Structural breaks can sometimes be a huge hassle to deal with when you are trying to investigate the long run relationship between the variables by running standard cointegration tests such as Engle-Granger or the standard Johansen test.

Now, when the structural breaks are present, one solution is the residual-based cointegration test proposed by Gregory and Hansen (1996). The relevant R programs and example can be found on website of Bruce E. Hansen by clicking here. Note that p is number of variables and r is number of cointegrating rank being tested

The test proposed by Johansen et al. (2000) appears to be another solution. The relevant R program for computing the critical values can be found at Dave Giles’ website here. (In the program, remember to set the correct breakpoint proportion and the value of q!!)

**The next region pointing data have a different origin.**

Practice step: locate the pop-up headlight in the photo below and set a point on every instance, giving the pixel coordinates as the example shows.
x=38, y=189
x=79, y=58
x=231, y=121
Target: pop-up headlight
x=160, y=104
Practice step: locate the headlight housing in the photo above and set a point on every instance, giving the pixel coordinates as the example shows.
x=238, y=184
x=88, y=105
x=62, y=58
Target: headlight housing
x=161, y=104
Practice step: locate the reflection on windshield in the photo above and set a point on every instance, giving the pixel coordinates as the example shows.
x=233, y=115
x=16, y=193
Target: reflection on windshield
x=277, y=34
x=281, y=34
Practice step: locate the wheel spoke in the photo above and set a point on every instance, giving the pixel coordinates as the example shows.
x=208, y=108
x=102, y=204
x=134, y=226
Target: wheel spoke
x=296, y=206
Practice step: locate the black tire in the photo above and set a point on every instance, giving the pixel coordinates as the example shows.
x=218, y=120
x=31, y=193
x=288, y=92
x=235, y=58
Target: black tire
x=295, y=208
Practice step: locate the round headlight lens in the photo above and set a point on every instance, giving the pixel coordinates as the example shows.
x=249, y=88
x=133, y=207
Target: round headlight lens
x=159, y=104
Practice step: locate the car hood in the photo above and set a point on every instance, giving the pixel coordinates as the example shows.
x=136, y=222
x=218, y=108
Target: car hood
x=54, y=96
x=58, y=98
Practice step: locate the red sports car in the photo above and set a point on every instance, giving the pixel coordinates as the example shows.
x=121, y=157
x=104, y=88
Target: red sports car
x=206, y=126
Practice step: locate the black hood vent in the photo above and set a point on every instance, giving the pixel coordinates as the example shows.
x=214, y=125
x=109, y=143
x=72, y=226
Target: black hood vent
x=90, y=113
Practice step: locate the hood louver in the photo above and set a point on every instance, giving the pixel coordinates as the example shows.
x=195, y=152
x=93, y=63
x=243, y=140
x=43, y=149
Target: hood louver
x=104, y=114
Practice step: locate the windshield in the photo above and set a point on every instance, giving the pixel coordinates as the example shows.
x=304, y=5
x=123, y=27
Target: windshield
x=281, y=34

To do the Johansen et al. (2000) test, it can be decomposed into the following steps:

Step1: Identify the structural breaks.

Step2: incorporate the date dummy (D2), trend*dummy interaction term(D2*@trend), as well as the shift indicator dummy(I2) as exogenous variables into the original VAR. In Dave Giles example, the variables he adds are D2(-2), I2(-1), trend*D2(-2), and I2.

step 3: construct the usual Johansen trace statistics

(How to calculate the trace statistics? See this paper here )

The asymptotic critical values depend on the proportion of the way through the sample that the break occurs (λ = 0.44 in our case); and on (*p* – *r*), where *p* is the number of variables under test *p* = 2, here), and *r* is the cointegrating rank being tested. So, for us,* r* = 0, 1. Unlike Gregory-Hansen (1996) test, the Johansen et al. (2000) test can be modified to allow for two structural breaks.

I downloaded the EViews workfile, which is available here

Now Time for some sleep before tomorrow’s work….Zzzzzzz